儂は椅子に座って車椅子で連れて来られた妻と話すのだが、妻はパソコンに顔を近づけて話そうとしないので半分程度しか聞き取れない。
娘に伝えることはないかと聞くと「きれいになった」と言い、「お正月カットした」のかどうのこうの言い、
「上手にできた。お父さんは何でもできる。料理も出来る」と、言う。どうやら儂がカットもしたようなことを言ったようだ。
特養でのことを問うと、
「世話になっている。お風呂いれてもらって、きれいになった」と、言う。
話が飛んで
「ナポリ」へ行ったのか行くのかどうのこうの話になり、「ナポリ」とは何ぞやと問うと、
「四つ角」と言う。
ぴんと閃く。妻が「四つ角」と言うのは、熊本の地元川尻のこと。
「ナポリ」は何かのお店の名前だ。
「(娘)と(息子)が来るの、(息子)がまたいい男になったの」
その後、今日は熊本空港から出雲空港へ行く話ななる。
「熊本空港へ飛ばして行ってよ。パイロットに出雲と言って、出雲でおろして貰えばわかるの」
「おぞうに食べた? おいしかった? お父さんはお母ちゃん(儂の母)が作ったの。おいしいよ、お母ちゃんは。よかったね」
「出雲では飛行場から自分の家へ行くのよ」
電話番号を言う。
「お母ちゃんの住んでるとこ。(娘)と(息子)を乗せて連れてってもらえばいい。お母ちゃんに何時に着くからと電話しろ。お母ちゃん、喜んで迎えに来るから。御自慢のハンドルで連れて帰ってと言ってよ。
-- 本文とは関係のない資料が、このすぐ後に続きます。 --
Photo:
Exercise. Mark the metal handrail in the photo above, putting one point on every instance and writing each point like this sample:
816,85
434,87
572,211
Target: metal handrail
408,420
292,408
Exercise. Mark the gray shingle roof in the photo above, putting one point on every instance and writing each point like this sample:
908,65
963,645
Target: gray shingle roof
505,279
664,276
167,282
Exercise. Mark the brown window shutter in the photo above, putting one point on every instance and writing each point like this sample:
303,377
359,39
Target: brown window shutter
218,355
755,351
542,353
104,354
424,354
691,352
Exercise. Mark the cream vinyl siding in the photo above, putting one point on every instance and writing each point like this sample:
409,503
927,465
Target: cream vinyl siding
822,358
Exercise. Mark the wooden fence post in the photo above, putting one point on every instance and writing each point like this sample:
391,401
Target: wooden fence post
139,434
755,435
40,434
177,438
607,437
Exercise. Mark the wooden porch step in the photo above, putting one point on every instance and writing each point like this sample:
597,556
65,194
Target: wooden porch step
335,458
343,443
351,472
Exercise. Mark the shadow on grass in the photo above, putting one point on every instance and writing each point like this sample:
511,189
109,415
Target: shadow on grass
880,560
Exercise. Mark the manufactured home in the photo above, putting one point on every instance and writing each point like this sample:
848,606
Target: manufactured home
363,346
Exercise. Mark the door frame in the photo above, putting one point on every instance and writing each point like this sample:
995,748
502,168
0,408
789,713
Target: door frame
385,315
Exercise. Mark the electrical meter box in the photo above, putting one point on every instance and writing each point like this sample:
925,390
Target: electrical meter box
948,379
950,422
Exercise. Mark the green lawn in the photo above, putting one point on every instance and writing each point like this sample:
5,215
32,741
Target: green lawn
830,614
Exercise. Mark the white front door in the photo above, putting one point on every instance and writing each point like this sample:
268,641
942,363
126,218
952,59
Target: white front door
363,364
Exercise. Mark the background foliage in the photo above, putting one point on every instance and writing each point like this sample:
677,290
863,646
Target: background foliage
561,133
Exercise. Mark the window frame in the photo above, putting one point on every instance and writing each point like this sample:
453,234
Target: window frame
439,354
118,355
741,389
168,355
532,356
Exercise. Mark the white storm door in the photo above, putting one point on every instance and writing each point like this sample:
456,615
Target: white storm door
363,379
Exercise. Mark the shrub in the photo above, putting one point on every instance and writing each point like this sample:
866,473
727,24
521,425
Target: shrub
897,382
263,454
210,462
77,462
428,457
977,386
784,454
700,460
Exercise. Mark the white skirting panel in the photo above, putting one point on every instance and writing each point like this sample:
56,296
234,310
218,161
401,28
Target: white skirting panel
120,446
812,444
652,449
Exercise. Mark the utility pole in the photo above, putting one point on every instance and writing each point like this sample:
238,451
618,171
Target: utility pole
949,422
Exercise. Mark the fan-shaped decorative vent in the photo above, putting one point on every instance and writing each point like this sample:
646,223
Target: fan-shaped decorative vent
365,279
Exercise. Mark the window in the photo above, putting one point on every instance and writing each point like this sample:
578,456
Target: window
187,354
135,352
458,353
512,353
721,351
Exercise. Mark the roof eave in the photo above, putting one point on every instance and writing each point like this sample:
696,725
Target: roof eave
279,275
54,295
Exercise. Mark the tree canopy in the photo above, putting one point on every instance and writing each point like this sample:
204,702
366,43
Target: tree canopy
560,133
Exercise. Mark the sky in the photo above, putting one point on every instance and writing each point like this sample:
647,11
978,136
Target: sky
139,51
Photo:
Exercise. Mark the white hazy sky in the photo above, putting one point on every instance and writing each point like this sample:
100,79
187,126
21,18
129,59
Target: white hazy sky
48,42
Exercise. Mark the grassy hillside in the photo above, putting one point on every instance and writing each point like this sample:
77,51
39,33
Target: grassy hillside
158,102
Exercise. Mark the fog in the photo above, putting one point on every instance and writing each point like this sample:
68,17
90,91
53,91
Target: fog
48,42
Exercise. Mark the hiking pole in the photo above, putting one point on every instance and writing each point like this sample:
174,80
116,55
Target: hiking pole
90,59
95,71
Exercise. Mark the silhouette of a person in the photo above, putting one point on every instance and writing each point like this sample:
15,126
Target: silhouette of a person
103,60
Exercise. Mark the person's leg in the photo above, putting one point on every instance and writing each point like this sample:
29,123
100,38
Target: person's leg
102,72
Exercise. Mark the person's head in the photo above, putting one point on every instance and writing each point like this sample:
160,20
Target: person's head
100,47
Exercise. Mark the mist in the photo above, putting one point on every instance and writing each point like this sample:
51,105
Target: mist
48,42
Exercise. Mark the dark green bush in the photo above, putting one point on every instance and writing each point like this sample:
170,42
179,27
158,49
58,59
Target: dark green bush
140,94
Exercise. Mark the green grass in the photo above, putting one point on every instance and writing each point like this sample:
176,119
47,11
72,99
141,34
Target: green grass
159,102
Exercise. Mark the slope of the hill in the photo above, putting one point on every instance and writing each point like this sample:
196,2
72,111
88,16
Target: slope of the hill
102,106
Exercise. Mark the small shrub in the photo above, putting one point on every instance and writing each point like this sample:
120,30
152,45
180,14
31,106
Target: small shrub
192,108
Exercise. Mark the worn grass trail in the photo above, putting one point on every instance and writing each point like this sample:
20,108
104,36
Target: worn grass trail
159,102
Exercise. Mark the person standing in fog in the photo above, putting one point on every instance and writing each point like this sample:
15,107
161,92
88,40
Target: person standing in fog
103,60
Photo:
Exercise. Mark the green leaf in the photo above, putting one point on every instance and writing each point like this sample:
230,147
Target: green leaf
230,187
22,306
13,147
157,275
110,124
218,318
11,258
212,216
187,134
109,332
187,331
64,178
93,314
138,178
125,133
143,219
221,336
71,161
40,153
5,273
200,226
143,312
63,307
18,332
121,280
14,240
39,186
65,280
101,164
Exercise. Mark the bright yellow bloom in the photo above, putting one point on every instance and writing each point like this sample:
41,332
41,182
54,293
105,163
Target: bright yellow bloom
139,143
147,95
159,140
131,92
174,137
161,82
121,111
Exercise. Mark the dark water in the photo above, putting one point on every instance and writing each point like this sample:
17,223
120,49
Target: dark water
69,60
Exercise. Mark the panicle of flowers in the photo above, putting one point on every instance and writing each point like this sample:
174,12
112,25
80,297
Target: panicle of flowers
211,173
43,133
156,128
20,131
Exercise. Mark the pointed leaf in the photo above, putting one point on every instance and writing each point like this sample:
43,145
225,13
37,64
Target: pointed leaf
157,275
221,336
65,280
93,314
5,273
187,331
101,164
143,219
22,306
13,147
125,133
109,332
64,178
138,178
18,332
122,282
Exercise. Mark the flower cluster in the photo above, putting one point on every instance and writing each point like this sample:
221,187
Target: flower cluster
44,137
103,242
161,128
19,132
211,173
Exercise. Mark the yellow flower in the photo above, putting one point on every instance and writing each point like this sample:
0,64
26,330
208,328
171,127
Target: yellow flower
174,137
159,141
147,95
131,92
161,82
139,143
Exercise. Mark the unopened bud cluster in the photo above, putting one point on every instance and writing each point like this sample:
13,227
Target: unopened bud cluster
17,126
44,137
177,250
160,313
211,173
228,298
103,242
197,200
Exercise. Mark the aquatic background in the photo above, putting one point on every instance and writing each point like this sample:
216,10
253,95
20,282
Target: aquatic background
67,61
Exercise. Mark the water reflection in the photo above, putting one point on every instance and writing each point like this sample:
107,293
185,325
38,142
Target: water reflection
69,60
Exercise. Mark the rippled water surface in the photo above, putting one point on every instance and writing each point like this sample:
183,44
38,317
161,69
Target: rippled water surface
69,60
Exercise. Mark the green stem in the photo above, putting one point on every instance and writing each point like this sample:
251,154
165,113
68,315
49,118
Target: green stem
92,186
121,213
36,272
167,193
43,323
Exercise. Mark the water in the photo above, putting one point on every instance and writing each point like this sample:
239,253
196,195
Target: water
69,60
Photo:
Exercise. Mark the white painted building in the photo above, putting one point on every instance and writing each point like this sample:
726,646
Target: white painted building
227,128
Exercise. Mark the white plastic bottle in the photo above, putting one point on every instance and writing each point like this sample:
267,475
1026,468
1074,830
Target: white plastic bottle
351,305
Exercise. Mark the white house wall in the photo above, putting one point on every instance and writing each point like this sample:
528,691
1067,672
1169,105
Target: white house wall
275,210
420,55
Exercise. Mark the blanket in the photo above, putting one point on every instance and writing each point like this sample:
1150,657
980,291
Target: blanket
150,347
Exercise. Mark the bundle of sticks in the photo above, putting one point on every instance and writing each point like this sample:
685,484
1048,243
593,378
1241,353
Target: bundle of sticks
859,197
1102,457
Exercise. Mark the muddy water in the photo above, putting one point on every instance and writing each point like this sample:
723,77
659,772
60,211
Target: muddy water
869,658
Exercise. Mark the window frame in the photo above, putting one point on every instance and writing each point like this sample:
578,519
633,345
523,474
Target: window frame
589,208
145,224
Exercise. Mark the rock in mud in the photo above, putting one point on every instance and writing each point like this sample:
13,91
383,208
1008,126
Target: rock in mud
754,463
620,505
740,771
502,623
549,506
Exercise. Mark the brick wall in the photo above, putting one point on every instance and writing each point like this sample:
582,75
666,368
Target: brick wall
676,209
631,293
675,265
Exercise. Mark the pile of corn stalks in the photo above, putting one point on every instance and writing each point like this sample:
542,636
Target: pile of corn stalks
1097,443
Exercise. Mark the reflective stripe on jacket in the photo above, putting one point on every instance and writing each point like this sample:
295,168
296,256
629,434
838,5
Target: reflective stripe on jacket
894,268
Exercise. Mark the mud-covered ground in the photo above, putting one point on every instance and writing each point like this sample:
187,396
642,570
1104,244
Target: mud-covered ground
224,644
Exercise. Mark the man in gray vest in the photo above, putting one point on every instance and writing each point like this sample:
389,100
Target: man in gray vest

分かってんの?早く電話かけて」
「電話すると言ったら早く来ないかなあ」
「かかったの? コロナにはかかってない? 彼氏からうつされたんでしょ」
最後の二行はどうしてこんなセリフになったのかよく分からない。
機械を通さなくても、昔のようにすぐ近くで普通に話せるように早くなって欲しいものだと痛切に思う。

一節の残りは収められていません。